Layar pengakuan dosa  tampak mulai redup. Tak ada yang tahu scenario apa yang akan terjadi selanjutnya, sebelum Si Jubah Putih tiba- tiba muncul kembali. Ia datang kepadaku sembari membawa sebuah kapak yang  tanpa diterka, ia layangkan kapak itu tepat. Tepat menyayat leherku.

Aku tak menutup mata. Tak menjerit. Tak ada rasa sakit. Hanya terkejut. Sedikit rasa terkejut. Akhirnya, aku terbangun juga,dari mimpi buruk itu.

***

Sel penjara yang kini menjadi tempatku berpijak setelah sekian pekan, dirasa tetap saja terasa dingin.
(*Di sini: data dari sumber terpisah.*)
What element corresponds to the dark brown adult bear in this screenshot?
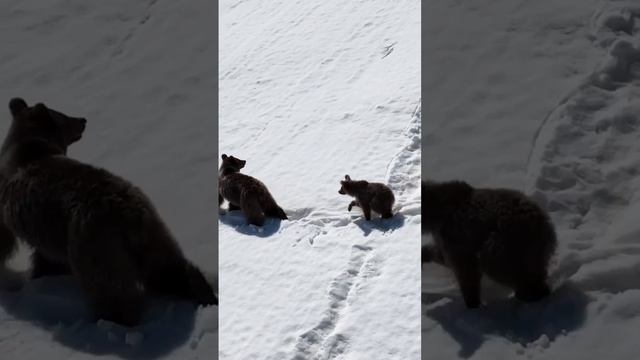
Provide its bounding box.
[218,154,287,226]
[422,181,556,308]
[0,99,218,326]
[338,175,395,220]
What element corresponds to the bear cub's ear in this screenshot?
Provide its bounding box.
[33,103,49,114]
[9,98,29,116]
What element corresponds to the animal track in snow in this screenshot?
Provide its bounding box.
[293,245,382,360]
[526,2,640,289]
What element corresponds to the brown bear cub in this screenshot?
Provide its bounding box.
[422,181,556,308]
[0,99,218,326]
[338,175,395,220]
[218,154,287,226]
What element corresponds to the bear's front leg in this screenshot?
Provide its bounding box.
[422,244,446,266]
[31,250,71,279]
[448,249,482,309]
[360,203,371,221]
[0,221,17,267]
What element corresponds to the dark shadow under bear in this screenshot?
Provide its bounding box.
[422,181,556,308]
[0,99,218,326]
[218,154,287,226]
[338,175,395,220]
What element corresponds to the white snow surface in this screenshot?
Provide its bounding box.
[422,0,640,360]
[0,0,218,360]
[219,0,421,360]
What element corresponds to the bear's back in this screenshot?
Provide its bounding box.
[0,155,154,223]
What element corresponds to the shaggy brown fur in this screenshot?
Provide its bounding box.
[338,175,395,220]
[218,154,287,226]
[0,100,218,325]
[422,181,556,308]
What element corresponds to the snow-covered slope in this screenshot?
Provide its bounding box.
[219,0,421,360]
[422,0,640,360]
[0,0,217,359]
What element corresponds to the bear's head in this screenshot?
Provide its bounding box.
[5,98,87,154]
[338,175,369,196]
[220,154,247,175]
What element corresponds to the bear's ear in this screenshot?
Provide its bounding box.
[9,98,29,116]
[33,103,49,114]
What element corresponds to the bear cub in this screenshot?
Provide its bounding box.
[0,98,218,326]
[422,181,556,308]
[218,154,287,226]
[338,175,395,220]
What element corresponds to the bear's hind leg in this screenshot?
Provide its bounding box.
[145,259,218,305]
[31,250,71,279]
[69,235,145,326]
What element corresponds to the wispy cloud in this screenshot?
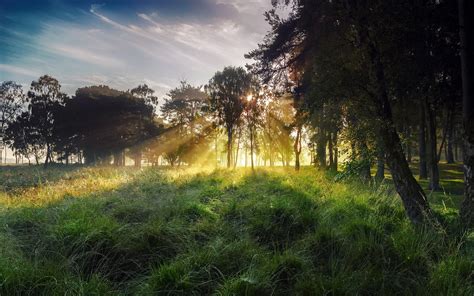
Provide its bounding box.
[0,0,270,96]
[48,44,123,67]
[0,64,38,80]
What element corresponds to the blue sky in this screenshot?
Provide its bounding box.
[0,0,271,95]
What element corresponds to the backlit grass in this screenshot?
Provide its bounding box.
[0,167,474,295]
Kini tubuhku sudah tak kuat menompa lutut kakiku yang semakin menyusut. Aku sakit. Sepertinya cukup parah, karena kini, aku terpaksa memuntahkan darah. Ini yang ke lima belas sepanjang enam jam belakangan ini.

Aku takut kematian. Aku masih belum siap. Tapi, aku juga tak merasa akan ada secuil kebahagiaan yang tersisa jika aku masih ditakdirkan untuk  hidup.

 Aku duduk bersandarkan dinding berlumut. Meraba- raba pijakan lantai semen ruang inapku untuk mencari debu. Akupun bersuci dengan tayamum.

Kerongkonganku kering, Pandanganku buram dan hidungku mulai basah. Aku menangis dalam diam. Sungkan pula aku kepada Tuhan. Bagaimana nanti, ketika aku harus menghadap- Nya?

Jreeeet… Jreeet… Jreet….

Untuk yang kedua kalinya, aku mendengar suara itu. Ia datang lagi. Menembus jeruji besi lagi.  Kali ini  jubahnya tak putih.

Hitam.

Aku berusaha tersenyum. Kupaksakan dengan keras agar pertanyaan itu kini dapat meluncur mulus dari bibir pucatku,

Haruskah Anda……

Haruskah Anda……

Haruskah Anda membawa aku,  pergi ke neraka?

***

(Oleh: Zilfania AM-pernah dimuat di Majalah Magnet) 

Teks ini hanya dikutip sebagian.